The organization that authorizes cloud tools for federal agencies is working to establish a liaison who would work with civilian offices to improve understanding of the Federal Risk and Authorization Management Program (FedRAMP), a top GSA official said Feb. 21
“Where FedRAMP ... works really well in an agency is when there’s dedicated folks in the agency focused on getting through the process,” said Anil Cheriyan, director of GSA’s Technology Transformation Services.
FedRAMP has struggled in a few areas since its inception. Cloud service providers don’t like how long it takes to get approved for use by federal agencies, while agency officials don’t always understand what FedRAMP can do to help agencies.
The program allows agencies to reuse authorizations for different products in an effort to save the government money. However, Cheriyan said confusion persists at agencies about what can and cannot be reused.
“We’ve committed to raising the agency training by about 50 percent this year,” Cheriyan said at a Center for Cybersecurity Policy and Law event. “That’s a core area that the team’s been working on and, frankly, that’s going to help with clarification.”
Cheriyan also noted that between fiscal year 2018 and fiscal year 2019 FedRAMP saw a 50 percent increase in agency reuse of authorizations.

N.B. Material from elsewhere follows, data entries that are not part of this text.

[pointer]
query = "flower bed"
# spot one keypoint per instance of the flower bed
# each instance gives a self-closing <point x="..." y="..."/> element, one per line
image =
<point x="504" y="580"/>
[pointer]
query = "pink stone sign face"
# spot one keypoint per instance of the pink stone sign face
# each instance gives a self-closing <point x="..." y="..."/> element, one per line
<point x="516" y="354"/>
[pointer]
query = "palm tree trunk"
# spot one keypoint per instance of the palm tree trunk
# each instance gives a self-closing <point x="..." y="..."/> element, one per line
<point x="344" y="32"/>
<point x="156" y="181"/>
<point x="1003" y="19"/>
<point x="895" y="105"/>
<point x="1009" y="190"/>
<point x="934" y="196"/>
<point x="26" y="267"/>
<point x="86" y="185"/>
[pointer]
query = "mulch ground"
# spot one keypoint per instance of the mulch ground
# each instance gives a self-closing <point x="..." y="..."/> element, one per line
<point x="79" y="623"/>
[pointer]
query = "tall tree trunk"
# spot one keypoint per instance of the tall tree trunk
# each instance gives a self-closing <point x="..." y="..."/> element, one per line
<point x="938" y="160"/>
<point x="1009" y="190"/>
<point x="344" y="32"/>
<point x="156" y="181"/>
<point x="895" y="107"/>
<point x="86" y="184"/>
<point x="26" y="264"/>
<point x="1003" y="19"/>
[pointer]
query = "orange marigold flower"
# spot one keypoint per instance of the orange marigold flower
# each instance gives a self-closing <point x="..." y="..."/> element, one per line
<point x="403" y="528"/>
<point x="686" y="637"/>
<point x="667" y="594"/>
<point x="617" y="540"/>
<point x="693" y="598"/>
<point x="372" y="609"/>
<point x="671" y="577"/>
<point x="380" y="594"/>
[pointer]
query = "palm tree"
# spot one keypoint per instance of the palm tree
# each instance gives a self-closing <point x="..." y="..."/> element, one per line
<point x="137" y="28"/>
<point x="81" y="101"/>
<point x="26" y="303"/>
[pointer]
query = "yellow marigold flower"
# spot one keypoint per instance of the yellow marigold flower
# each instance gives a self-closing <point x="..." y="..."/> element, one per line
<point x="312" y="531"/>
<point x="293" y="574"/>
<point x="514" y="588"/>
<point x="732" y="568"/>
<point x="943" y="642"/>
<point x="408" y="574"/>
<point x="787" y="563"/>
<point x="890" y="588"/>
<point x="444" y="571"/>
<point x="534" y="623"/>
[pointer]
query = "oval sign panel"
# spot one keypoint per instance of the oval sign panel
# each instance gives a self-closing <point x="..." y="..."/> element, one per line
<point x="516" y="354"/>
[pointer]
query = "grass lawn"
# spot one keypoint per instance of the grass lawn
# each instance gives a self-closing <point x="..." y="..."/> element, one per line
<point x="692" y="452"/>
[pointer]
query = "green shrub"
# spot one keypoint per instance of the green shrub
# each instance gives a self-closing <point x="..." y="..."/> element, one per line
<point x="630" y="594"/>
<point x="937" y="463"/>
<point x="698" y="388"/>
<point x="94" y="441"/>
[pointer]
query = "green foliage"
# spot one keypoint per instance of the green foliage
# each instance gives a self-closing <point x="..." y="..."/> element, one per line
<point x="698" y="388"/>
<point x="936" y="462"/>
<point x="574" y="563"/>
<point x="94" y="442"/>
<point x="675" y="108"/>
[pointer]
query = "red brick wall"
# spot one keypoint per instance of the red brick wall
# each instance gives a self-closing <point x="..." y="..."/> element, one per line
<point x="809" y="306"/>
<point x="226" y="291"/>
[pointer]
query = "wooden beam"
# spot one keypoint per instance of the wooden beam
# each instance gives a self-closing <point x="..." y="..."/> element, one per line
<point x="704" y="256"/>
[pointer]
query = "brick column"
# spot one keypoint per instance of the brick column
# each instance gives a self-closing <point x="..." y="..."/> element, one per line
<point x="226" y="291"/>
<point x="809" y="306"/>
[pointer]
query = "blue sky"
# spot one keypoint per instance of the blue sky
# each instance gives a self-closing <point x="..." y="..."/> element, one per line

In connection with the event, the Center for Cybersecurity Policy and Law released a report Feb. 21 detailing three improvements that FedRAMP should make to improve its work, including the automation of the authorization process as a way to accelerate approvals. Cheriyan noted FedRAMP is already starting that work.
In December, FedRAMP announced it would use Open Security Controls Assessment Language to automate the authorization process, a standard developed with the National Institute of Standards and Technology that can be applied to implementing and assessing security controls.
As it stands, “It’s a really, very, very manual, painful process,” Cheriyan said. “Why does it take so long? It’s because it takes a lot of manual effort in terms of creating the reports necessary and [to] review the reports.”
Cheriyan also noted that FedRAMP approved about 60 new cloud providers last year, bringing the total to 175.
The report made two other recommendations. First, the authors suggested FedRAMP should consolidate and standardize the process for risk acceptance in the federal government. It also recommended that FedRAMP “enable the federal government to leverage the full scope of emerging innovation in the cloud computing and information technology markets.” For example, this could mean developing standard IT configurations across government and making selling to federal customers easier for cloud service providers by creating compliance pathways.
In response to the report, Cheriyan said “substantially, we’re in agreement with the report. We really want to see how we can implement a lot of the recommendations.”